From: "Theodore Ts'o" <tytso@mit.edu>
To: Leah Rumancik <leah.rumancik@gmail.com>
Cc: linux-ext4@vger.kernel.org
Subject: Re: [PATCH v4 1/3] ext4: add discard/zeroout flags to journal flush
Date: Thu, 13 May 2021 14:09:26 -0400 [thread overview]
Message-ID: <YJ1rVr7Sf7Az+MQm@mit.edu> (raw)
In-Reply-To: <20210511180428.3358267-1-leah.rumancik@gmail.com>
On Tue, May 11, 2021 at 06:04:26PM +0000, Leah Rumancik wrote:
> @@ -3223,7 +3223,7 @@ static sector_t ext4_bmap(struct address_space *mapping, sector_t block)

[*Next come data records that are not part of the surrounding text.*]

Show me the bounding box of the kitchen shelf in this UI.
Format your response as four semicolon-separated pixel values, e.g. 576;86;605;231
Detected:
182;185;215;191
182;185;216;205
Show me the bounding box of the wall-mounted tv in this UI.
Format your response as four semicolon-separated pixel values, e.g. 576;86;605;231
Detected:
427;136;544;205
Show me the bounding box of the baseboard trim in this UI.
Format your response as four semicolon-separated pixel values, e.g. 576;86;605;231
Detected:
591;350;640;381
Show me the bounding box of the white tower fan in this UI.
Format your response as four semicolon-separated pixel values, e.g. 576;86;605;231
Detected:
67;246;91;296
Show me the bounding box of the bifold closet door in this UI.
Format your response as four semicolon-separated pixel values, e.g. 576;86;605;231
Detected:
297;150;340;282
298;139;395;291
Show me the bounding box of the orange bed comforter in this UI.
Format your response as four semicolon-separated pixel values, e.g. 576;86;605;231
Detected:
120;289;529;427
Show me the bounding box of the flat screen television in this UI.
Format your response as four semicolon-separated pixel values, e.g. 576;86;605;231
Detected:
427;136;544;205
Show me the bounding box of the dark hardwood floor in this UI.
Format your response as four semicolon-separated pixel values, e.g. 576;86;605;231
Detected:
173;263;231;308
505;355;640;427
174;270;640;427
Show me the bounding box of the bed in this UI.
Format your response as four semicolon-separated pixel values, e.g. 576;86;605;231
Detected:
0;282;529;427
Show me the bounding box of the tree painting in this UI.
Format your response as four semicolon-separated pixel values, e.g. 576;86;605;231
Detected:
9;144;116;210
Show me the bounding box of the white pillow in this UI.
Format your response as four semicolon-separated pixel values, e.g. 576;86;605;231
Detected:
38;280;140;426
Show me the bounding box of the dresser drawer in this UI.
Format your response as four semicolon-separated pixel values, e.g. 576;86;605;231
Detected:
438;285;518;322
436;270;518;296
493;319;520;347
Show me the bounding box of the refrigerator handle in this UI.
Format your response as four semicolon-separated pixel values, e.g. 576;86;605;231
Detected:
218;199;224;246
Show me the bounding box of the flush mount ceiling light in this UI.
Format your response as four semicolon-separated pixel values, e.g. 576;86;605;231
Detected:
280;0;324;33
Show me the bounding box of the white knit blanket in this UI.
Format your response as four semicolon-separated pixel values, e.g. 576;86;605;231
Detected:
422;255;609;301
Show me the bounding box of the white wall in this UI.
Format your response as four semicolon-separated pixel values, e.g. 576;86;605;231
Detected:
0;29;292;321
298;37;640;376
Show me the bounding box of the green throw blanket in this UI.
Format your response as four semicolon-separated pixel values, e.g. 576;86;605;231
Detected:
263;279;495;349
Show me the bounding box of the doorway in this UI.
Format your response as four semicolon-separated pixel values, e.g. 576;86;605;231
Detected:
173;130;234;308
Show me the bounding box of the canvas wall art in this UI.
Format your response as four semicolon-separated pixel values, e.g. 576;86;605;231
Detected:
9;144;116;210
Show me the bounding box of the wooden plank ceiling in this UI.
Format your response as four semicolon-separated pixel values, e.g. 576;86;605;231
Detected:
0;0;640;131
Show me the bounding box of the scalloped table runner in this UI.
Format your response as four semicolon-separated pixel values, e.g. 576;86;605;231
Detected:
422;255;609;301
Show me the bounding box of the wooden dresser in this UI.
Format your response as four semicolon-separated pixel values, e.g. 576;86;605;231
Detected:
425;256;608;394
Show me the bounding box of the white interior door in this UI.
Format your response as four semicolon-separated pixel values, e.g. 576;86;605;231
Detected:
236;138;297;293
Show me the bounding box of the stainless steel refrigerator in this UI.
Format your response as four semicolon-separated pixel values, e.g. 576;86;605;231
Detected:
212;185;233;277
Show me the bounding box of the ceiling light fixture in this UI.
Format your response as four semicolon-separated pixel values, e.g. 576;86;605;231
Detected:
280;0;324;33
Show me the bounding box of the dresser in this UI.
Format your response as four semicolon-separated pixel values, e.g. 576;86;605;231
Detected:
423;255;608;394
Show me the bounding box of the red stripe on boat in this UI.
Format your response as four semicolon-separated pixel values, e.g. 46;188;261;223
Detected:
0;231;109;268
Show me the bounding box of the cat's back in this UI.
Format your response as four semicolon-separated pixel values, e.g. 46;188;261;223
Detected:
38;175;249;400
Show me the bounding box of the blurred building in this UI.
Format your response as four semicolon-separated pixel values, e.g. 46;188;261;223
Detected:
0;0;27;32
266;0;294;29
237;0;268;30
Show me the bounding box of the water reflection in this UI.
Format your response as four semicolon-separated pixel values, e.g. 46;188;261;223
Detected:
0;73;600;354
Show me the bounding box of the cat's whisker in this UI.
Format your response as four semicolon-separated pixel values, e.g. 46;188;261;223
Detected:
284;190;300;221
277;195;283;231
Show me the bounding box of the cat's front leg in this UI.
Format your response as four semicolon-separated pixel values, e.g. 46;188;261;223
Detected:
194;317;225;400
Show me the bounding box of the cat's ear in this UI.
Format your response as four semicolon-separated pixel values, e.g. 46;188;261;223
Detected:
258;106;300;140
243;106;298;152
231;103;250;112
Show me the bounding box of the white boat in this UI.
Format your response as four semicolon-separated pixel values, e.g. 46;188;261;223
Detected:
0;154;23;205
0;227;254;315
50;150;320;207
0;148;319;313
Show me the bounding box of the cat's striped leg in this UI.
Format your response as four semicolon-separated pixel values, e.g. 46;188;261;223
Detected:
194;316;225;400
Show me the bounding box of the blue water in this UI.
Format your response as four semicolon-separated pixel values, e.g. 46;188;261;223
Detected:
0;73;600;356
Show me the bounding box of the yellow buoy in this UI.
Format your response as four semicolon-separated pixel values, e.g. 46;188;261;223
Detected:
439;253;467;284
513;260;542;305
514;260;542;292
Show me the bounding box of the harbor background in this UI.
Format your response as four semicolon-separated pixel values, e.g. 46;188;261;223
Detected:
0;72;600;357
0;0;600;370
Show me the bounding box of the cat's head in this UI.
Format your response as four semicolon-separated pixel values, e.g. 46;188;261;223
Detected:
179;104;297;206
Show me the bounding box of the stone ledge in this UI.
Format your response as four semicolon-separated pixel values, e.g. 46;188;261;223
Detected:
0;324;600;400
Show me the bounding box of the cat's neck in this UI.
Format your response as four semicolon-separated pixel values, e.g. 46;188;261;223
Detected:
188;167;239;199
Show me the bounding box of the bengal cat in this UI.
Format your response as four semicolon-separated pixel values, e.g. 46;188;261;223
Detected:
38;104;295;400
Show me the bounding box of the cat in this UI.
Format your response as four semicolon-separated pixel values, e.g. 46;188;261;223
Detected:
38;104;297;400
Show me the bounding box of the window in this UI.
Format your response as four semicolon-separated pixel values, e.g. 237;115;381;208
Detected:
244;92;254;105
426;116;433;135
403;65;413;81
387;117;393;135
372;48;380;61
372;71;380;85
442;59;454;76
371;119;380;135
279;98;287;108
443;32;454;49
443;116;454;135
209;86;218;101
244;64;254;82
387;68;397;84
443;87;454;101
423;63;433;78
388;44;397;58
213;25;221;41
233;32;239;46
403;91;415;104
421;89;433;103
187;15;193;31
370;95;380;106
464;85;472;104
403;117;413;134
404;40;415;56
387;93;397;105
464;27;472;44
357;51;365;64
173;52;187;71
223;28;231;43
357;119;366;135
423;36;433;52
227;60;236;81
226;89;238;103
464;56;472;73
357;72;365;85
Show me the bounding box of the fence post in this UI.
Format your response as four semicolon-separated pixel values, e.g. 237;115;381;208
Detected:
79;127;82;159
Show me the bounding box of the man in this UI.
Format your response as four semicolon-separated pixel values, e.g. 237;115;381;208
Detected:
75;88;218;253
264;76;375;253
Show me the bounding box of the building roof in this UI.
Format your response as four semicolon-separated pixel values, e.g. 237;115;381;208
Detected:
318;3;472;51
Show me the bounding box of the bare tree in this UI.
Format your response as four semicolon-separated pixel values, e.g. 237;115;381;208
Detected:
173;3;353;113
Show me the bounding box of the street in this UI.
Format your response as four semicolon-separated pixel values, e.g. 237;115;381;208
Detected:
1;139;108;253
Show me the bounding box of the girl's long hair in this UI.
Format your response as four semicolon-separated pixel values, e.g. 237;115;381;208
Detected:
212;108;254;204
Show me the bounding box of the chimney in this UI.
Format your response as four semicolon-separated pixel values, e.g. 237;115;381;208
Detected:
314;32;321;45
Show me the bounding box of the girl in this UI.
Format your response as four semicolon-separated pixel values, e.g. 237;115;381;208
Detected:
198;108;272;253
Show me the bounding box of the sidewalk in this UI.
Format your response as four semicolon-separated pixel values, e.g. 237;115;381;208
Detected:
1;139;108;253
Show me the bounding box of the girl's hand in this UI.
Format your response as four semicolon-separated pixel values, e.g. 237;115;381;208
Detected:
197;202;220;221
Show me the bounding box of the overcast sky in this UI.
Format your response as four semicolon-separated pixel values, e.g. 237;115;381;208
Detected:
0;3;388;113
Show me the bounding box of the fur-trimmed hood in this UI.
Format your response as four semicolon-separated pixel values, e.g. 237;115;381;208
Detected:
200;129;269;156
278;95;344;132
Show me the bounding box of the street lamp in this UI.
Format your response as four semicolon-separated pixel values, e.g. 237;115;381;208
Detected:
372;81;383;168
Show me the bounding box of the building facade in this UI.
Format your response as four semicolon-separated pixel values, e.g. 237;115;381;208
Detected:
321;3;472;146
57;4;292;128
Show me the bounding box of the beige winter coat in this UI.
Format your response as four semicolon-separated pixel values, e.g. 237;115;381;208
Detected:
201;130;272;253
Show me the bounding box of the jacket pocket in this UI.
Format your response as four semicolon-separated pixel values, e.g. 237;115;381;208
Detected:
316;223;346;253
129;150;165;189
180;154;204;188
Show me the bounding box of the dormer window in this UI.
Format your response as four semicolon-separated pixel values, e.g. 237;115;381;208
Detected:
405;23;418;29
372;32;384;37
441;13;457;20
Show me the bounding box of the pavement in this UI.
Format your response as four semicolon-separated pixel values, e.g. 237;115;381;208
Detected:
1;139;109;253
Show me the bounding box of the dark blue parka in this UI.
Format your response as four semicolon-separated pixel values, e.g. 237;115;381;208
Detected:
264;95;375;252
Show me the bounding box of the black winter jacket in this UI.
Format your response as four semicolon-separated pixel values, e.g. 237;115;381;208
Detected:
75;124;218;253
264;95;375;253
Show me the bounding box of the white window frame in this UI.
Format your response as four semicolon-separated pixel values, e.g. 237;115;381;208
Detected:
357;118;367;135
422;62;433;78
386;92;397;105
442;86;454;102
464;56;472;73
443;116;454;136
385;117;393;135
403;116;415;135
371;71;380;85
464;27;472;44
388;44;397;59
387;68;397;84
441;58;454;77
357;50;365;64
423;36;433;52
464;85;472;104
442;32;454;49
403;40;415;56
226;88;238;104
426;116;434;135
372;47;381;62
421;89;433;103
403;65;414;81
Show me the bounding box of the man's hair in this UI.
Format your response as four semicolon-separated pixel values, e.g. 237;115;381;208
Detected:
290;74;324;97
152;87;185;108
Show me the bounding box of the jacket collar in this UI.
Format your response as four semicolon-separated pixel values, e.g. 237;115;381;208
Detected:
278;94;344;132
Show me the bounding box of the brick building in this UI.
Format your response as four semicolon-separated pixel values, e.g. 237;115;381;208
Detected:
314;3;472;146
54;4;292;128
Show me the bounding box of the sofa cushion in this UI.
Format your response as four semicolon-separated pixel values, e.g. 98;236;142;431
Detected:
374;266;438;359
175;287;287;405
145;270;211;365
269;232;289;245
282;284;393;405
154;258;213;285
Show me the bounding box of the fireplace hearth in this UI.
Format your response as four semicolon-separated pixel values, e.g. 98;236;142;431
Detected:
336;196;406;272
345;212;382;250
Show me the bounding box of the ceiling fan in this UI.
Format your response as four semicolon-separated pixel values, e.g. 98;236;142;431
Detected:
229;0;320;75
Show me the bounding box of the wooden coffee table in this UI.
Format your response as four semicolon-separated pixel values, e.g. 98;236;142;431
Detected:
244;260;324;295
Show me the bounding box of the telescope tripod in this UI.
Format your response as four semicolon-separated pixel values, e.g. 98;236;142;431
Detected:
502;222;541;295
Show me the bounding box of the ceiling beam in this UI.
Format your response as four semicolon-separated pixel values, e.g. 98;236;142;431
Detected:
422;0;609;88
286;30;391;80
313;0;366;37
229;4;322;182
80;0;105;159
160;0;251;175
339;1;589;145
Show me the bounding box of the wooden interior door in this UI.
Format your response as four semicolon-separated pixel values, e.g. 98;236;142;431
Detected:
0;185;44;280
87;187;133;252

> ext4_clear_inode_state(inode, EXT4_STATE_JDATA);
> journal = EXT4_JOURNAL(inode);
> jbd2_journal_lock_updates(journal);
> - err = jbd2_journal_flush(journal);
> + err = jbd2_journal_flush(journal, 0);
In the ocfs2 changes, I noticed you are using "false", instead of 0,
in the second argument to jbd2_journal_flush.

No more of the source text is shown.